For Gu Yue, the battle was a complex puzzle. She wove elements not just as attacks, but as terrain, as distractions, as subtle aids—a gust to slightly deflect a sword thrust aimed at Tang Wulin, a sudden patch of slippery ice under Wu Zhangkong's foot, a burst of light at the periphery of his vision. Her calm amethyst eyes missed nothing, calculating elemental synergies and weaknesses with a mind as sharp as Wu Zhangkong's sword.
Xie Xie, once freed from his ice shell, fought with desperate ingenuity, his pride stung. He became a phantom, harrying Wu Zhangkong's flanks, forcing micro-adjustments, learning to make his one explosive moment count. Tang Wulin, meanwhile, evolved from a blunt instrument into a tactical nuisance. He used his Blue Silver Grass not to bind, but to trip, to snag ankles for a half-second, to create momentary obstacles. His hammer strikes grew less wild, more targeted, aiming for joints and moments of imbalance.
Finally, after what felt like an eternity of clash and gasp and frost-tinged breath, Wu Zhangkong stepped back. The Heavenly Frost Sword dissolved into a swirl of sapphire motes that faded into the cold air.
"Cease."
The single word brought the world back. The four teenagers staggered, their bodies trembling with exhaustion and adrenaline. Yao Xuan's chest heaved, his right arm, now free of ice, hung limp and throbbing. Gu Yue's perfect posture was slightly slumped, a sheen of sweat on her brow. Xie Xie leaned on his knees, panting. Tang Wulin simply sat down on the hard floor with a soft thud.
The notification was a welcome hum in Yao Xuan's weary mind. The points were valuable, but they paled next to the real gain. He felt different. Hollowed out, yes, but also forged. The latent combat instinct of the Ancestral Dragon was no longer a rumor in his blood; it was a whisper in his ear, a new reflex in his sinew.
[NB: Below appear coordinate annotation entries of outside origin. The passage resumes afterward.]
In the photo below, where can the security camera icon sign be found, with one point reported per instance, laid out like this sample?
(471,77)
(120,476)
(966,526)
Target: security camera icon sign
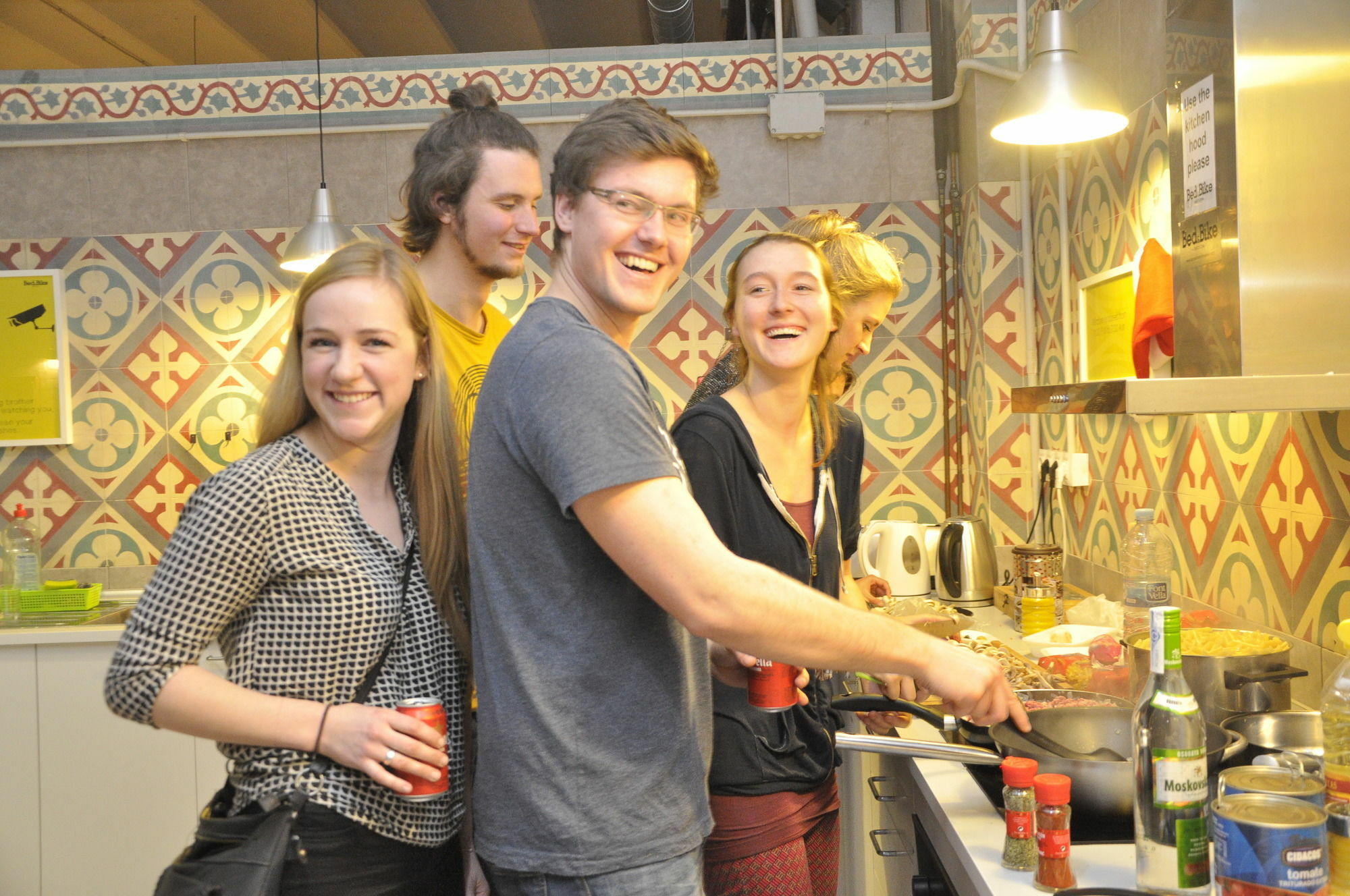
(30,318)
"Your performance was... not entirely worthless," Wu Zhangkong said, his voice echoing in the sudden quiet. "You adapted. Minimally, but you adapted. Dissipate. Recover. The same time tomorrow."
He turned and walked away, his black tracksuit unstained, his breathing even. But as he reached the arena exit, he paused and glanced back, his icy eyes finding Yao Xuan's. For a fraction of a second, something that was not disappointment, nor even mere approval, but something akin to relentless, hungry expectation flickered within them.
Then he was gone.
In the lingering cold of the arena, amid the scent of ozone and shattered ice, the four students of Class 5 were left with their fatigue, their minor wounds, and the first, indelible taste of what true power—and the pursuit of it—demanded. Yao Xuan looked at his trembling, scale-backed hands, then at his companions. They had survived the crucible. Not as victors, but as something more important: as potentials, ignited.